Por alguna droga que seguramente le dio uno de los mozalbetes del Electronic, mientras en el rincón de un café hojea un cómic, alucina que en los cuadros lee el diálogo que tuvo con la rubia que lo fotografió y lo que ésta se dijo con el hombre que conducía el Land Rover, y luego imagina que éste se dedica a explotar la imagen de ella y entonces Idriss asume el papel de héroe y trata de proteger y rescatar a la rubia del café y del cómic, pero para su sorpresa lo llevan a la cárcel, le toman fotos y lo fichan. Su primo Achour, al explicarle la magia onírica del cine, le dice: “¡Cuántos de nosotros no han hecho el amor más que en el cine! No tienes ni idea”.
El director de un grupo que filma anuncios para la televisión, ve a Idriss con su escoba y le paga para que figure de barrendero. Un poco después lo invita para otro anuncio, el del Palmeral, un refresco; pero a pesar de su creencia, no es parte del elenco, sino el beduino que tras bambalinas mueve a un escuálido camello que sí participa en el rodaje; y luego, como el nómada sahariano que no deja de ser, cruza París de un extremo a otro para llevar al camello a un matadero. 

Michel Tournier
Más tarde, Idriss va a los almacenes Tati por un overol, allí conoce a un fotógrafo y coleccionista de maniquíes (sólo efigies de muchachitos de los años 60 del siglo XX), de quien escucha su maniático y soporífero monólogo y al que acompaña a su pocilga. Pero también conoce a un decorador de escaparates, que al verlo, lo invita a que se preste para reproducir en serie un modelo idéntico a él. 
Después de asistir a los laboratorios de la Glyptoplástica (pese a su fobia) donde se somete al proceso para obtener su efigie, Idriss termina deprimido y se refugia en el hogar Sonacotra.
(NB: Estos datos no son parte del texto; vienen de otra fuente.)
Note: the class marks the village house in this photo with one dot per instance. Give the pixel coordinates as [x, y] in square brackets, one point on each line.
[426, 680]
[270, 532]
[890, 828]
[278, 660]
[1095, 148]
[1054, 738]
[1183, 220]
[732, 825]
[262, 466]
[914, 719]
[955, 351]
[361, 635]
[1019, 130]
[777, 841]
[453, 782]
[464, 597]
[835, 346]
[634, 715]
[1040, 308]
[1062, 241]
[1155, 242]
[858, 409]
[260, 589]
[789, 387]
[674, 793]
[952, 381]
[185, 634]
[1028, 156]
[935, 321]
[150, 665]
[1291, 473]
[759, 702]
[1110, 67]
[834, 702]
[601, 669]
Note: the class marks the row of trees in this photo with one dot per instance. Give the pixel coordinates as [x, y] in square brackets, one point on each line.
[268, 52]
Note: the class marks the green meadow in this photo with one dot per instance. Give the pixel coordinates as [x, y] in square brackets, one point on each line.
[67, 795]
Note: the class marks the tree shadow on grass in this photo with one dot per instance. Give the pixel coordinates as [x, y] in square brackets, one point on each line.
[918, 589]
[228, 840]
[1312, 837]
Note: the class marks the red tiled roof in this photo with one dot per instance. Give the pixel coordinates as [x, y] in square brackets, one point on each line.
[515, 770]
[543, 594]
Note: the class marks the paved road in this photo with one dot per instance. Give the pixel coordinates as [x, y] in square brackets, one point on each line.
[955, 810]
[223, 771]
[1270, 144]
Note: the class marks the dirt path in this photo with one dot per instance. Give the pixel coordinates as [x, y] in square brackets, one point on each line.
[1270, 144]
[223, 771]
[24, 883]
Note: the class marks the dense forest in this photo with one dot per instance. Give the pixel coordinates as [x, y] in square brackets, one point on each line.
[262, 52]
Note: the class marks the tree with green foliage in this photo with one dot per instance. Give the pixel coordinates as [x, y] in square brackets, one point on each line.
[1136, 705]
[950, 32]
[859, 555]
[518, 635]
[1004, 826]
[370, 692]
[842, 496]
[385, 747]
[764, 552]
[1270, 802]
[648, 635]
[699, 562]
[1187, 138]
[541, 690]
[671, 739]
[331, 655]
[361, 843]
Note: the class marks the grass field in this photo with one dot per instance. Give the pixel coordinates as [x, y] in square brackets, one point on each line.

Allí, al lado de los viejos musulmanes, como si tratara de recuperar algo muy suyo, muy profundo y recóndito, los escucha, comparte ciertos ritos, y oye las noticias y acentos árabes que los ancianos oyen en la radio a través de La Voix des Arabes. Pero sobre todo escucha a Mohammed Amouzine, un viejo egipcio que le habla de la historia de su país y de la cantante Oum Kalsoum. Mohammed Amouzine le presenta al calígrafo Abd Al Ghafari, del que Idriss se hace su discípulo. 
Abd Al Ghafari lo introduce en la mística de la antigua caligrafía árabe, que comprende la fabricación de la tinta, de las cañas, los estilos caligráficos, la sincronía entre la respiración y el trazo de los signos, los aforismos, los poemas en prosa, y el relato “La Reina Rubia”, que comienza con el clásico íncipit de los milenarios cuentos tradicionales: “Érase una vez”, y que el maestro, rodeado de sus alumnos, narra como “la conclusión de su enseñanza y de toda la sabiduría de la caligrafía”. 
En el relato hay un muchachito (alter ego de Idriss y de los otros discípulos) al que Ibn Al Houdaïda, el calígrafo, le enseña a leer las líneas del rostro. Es decir, así como la quiromancia supone que el destino de un hombre está escrito en la palma de la mano, la mística de la caligrafía supone que en las líneas de un rostro hay versos, los cuales, en conjunto, son un poema que revela los diferentes rostros de un mismo individuo; pero también revela su origen, pasado y futuro. 
Después de tal revelación, Idriss, al empuñar un taladro en la Plaza Vendôme, inesperadamente se encuentra ante un escaparate que exhibe la bulla áurea, la misma joya que vio por primera vez en el cuello de la negra bailarina Zett Zobeida; entonces, iluminado desde dentro y al zumbar y hundir la herramienta en una erógena fisura de Francia, comulga con el sentido profundo de sus líneas (proyectadas en las grietas de la vitrina), su signo, el poema escrito en su rostro, que no cifra y canta otra cosa más que a sí mismo, su destino, prefigurado en la forma de la gota de oro y en los versos del canto de Zett Zobeida, la negra de velos rojos y rutilantes y cantarinas joyas.


Michel Tournier, La gota de oro. Traducción del francés al español de Jacqueline y Rafael Conte. Alfaguara Literaturas (251). Madrid, 1988. 272 pp.